Hard Brexit. Un cruccio anche per la politica monetaria

L’uscita del Regno Unito dall’unione europea, sempre più dilemma da settimana enigmistica, porta con sé grossi dubbi anche sul possibile e più opportuno comportamento che la Banca Centrale di sua Maestà dovrà tenere in caso di Hard Brexit.

Prendiamo lo spunto per questo post da una riflessione pubblicata settimana scorsa sull’Economist. Ci sembra un altro utile tassello per comprendere quante complicazioni comporti una decisione così profonda come l’uscita dalla comunità europea senza alcun accordo (la hard brexit che tanto piace a Farange e compagni).

Immaginate lo scoccare della mezzanotte del 1° novembre 2019 con il Regno Unito che esce, senza alcun accordo, dall’unione europea. Una delle istituzioni che sicuramente si troverebbe ad intervenire per prima sarebbe la Banca Centrale. Ma come?

La Hard Brexit avrebbe come primo effetto uno shock della domanda. Il clima di incertezza sul futuro dell’economia inglese produrrebbe una diminuzione della propensione al consumo, una riduzione degli investimenti ed un aumento della disoccupazione. Aumentare la liquidità nel sistema è una buon metodo per ridare fiato agli acquisti di beni e servizi. Istintivamente viene quindi da pensare che la cosa migliore da fare per la Bank of England (BoE) sarebbe tagliare i tassi di interesse e magari aggiungerci un piano di quantitative easing . Ma, come sottolinea l’Economist, c’è un grande ma.

Innanzitutto occorre dare uno sguardo all’attuale livello dei tassi di interesse e all’inflazione. Il primo dato oggi è fermo a 0,75%, mentre l’inflazione naviga leggermente sopra il target del 2%. Questo significa che gli spazi di manovra per la BoE sono piuttosto limitati. In secondo luogo l’espansione monetaria non sarebbe l’unica forza ad agire sui prezzi e questo porta con sé il rischio di un sensibile allontanamento, seppur di breve/medio termine, dal target di inflazione.

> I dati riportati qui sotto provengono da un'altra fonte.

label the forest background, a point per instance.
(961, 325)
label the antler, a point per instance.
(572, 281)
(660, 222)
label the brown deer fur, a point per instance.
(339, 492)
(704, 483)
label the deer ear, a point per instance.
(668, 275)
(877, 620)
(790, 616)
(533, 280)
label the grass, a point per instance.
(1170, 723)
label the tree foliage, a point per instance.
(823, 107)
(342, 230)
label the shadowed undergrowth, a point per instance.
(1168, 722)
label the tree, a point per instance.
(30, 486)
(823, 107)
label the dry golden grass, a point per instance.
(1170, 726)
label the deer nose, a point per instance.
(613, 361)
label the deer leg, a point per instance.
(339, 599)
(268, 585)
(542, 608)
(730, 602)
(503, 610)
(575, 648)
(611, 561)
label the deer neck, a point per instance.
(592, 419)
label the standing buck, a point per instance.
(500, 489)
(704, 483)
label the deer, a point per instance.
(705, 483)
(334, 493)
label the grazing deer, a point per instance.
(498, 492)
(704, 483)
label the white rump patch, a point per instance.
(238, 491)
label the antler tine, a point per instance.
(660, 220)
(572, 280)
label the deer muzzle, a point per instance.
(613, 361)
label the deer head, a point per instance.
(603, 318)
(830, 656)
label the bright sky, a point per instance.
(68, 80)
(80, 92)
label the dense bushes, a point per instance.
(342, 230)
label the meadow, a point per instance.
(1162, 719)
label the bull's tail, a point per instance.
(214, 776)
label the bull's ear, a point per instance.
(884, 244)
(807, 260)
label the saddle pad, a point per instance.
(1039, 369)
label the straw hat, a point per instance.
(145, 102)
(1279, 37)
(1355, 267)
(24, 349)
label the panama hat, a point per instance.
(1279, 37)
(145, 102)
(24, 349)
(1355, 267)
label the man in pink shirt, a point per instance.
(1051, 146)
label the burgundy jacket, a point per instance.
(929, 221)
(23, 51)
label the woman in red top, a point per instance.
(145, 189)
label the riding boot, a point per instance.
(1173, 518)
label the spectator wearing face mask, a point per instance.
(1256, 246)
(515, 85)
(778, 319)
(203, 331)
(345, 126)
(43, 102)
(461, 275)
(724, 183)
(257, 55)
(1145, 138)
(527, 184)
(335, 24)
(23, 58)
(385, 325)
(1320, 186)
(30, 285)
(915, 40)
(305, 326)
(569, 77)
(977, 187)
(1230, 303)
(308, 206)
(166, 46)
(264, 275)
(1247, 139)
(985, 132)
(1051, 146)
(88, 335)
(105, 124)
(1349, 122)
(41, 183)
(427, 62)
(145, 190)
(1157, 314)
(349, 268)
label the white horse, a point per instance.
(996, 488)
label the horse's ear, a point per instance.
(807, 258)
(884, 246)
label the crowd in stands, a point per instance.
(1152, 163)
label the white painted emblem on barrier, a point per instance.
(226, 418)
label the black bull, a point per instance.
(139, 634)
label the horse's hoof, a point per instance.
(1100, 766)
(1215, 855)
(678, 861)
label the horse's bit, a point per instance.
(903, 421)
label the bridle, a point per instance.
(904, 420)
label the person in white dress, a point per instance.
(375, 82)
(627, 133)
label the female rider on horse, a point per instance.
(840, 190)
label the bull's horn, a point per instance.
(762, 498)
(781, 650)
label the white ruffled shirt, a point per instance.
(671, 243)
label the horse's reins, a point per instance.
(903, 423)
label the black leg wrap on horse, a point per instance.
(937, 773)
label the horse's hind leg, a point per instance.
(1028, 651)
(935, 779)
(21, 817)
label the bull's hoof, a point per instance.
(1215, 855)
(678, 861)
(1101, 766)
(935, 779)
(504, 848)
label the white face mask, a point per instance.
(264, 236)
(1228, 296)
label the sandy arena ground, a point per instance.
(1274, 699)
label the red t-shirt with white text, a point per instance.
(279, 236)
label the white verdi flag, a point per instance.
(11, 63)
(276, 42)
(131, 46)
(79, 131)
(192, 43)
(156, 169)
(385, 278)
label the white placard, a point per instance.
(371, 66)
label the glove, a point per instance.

La sterlina, in presenza di una Hard Brexit, sarebbe vittima di svalutazione ed una moneta locale debole porta a prezzi di beni e servizi importati più elevati, quindi maggiore inflazione. Il settimanale inglese riporta qualche dato stimato: una svalutazione del pound del 10% avrebbe come effetto un aumento dei prezzi del 2/3%.

Ma non è finita qui. Con le frontiere chiuse molta parte della spesa dei cittadini britannici verrebbe dirottata su prodotti nazionali. La forte richiesta metterebbe sotto pressione i produttori che, nell’incapacità di soddisfare tutta la domanda, reagirebbero aumentando a loro volta i prezzi.

Uno scenario, quindi, con una forte spinta inflattiva che suggerirebbe alla Banca Centrale di aumentare i tassi per smorzare la corsa dei prezzi. L’atteggiamento opposto a quello descritto prima. Un dilemma nel dilemma.